Allo scontro si arriva dopo un lungo periodo in cui il partito della Meloni, in Piemonte ha lanciato una aggressiva campagna acquisti di amministratori locali, ma anche un’azione crescente di rivendicazione di maggior peso nella giunta regionale con deleghe più importanti per i suoi assessori, in particolare per Maurizio Marrone. Solo piccoli incidenti, come lei accennava prima? 
“Anche in questo caso bisognerebbe chiedere conto a chi va a fare campagna acquisti e va a chiedere sempre di più. E non siamo noi, che al contrario siamo sempre disponibili verso la coalizione. Ci sono casi, come quello della mia città, Alessandria, dove FdI ha preso una percentuale estremamente bassa alle elezioni ma nonostante questo ha avuto per cinque anni un assessore con il quale si lavora benissimo. La domanda piuttosto è perché ci sia da parte di FdI una continua e spasmodica richiesta di spazio maggiore che poi va a danno degli altri. C’è un limite ragionevole. Anche sulla campagna acquisti, diciamo che noi abbiamo un modo di far politica diverso, cerchiamo di crescere i nostri amministratori da ragazzi nelle sezioni, anziché andare a pescarli altriove. 
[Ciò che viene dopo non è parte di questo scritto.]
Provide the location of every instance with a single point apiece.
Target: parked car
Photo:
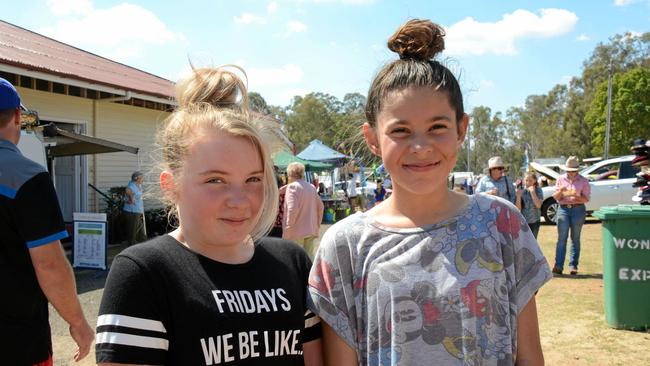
(611, 184)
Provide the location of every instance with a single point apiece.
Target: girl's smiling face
(220, 190)
(417, 136)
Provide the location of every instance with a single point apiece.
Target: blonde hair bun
(219, 87)
(418, 39)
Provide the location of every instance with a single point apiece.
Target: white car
(368, 191)
(611, 184)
FdI rivendica maggior peso in giunta forte dei sondaggi e dei risultati alle ultime comunali. Non c’è qualcosa che non funziona in questo mettere sulla bilancia intenzioni di voto o voti presi altrove? 
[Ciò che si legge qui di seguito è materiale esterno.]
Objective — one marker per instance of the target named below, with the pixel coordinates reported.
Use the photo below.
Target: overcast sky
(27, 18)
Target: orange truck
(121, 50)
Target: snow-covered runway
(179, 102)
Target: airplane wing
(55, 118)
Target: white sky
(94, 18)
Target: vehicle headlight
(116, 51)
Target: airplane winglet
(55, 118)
“Sarebbe un po’ come se dopo le elezioni europee fossimo andati da Sergio Mattarella e forti del 34 per cento avessimo rivendicato il premier. Non è andata propriamente così. Quelli che contano sono i risultati delle elezioni. FdI ha fatto un ottimo risultato a Novara e lì è rappresentato degnamente per i voti che ha preso. Pretendere di essere sovrarappresentati in un ente per il quale si è votato due anni e mezzo fa è assolutamente pretestuoso”. 
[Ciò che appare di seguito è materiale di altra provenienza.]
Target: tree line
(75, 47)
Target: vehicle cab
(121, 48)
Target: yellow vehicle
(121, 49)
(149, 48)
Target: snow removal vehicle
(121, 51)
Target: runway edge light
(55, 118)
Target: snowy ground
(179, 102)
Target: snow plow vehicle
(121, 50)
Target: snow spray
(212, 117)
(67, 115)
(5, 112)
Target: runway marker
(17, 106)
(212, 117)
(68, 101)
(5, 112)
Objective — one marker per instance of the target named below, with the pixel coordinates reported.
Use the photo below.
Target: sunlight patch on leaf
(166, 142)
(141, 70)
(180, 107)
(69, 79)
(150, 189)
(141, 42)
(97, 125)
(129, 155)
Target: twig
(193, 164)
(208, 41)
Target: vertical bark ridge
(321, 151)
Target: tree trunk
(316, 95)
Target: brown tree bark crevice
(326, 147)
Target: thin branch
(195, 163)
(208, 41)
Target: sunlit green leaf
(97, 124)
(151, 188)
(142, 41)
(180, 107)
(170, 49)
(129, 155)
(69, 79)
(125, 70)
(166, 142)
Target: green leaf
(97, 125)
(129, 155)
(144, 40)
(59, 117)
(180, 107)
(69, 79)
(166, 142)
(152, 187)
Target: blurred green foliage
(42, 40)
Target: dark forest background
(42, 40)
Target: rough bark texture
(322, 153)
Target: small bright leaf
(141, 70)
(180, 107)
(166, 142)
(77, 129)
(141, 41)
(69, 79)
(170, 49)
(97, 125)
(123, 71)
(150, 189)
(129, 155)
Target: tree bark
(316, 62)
Il capogruppo Paolo Bongioanni ha accusato la giunta di stagnazione e lentezza, attaccando Alberto Cirio per l’ormai nota strategia dell’opossum. Un mezzo mea culpa, visto che due assessori sono i loro, oppure un anticipo di uno strappo?
“Non mi sento di fare attacchi al presidente. Certamente questa metà legislatura è stata anomala, con due anni su due e mezzo segnati dall’emergenza Covid. Di questo bisogna tenere conto, ma bisogna però anche tenere conto che molto spesso rallentamenti sono stati causati, diciamo da un’opera ostruzionistica interna che fanno proprio gli amici di Fdi. Quindi sarà più utile risolvere i problemi alla radice, capire cosa si vuole fare e lavorare in squadra perché se non lo facciamo tra di noi diventa poi difficile lamentarsi dell’azione politica regionale. Detto questo, che si debba fare di più uscendo dall’emergenza è incontrovertibile, tant’è che nel nostro direttivo regionale abbiamo definito una serie di priorità già sottoposte al governatore. 

Si sarebbe atteso un ritiro degli assessori da parte di Fdi?
“Bisogna capirsi anche rispetto alle dichiarazioni fatte dal capogruppo dalle quali sembrava FdI andasse verso un appoggio esterno e in quel caso non ci sarebbero esponenti di quel partito in giunta. Non mi risulta che né Maurizio Marrone né Elena Chiorino si siano dimessi, anzi non credo non intendano affatto lasciare i loro posti, quindi immagino che l’annuncio di appoggio esterno sia stata una sparata a salve. Di sicuro non si può stare un po’ dentro e un po’ fuori. Questo è, tuttavia, un chiarimento che spetta al presidente Cirio, è lui che gestisce la giunta”.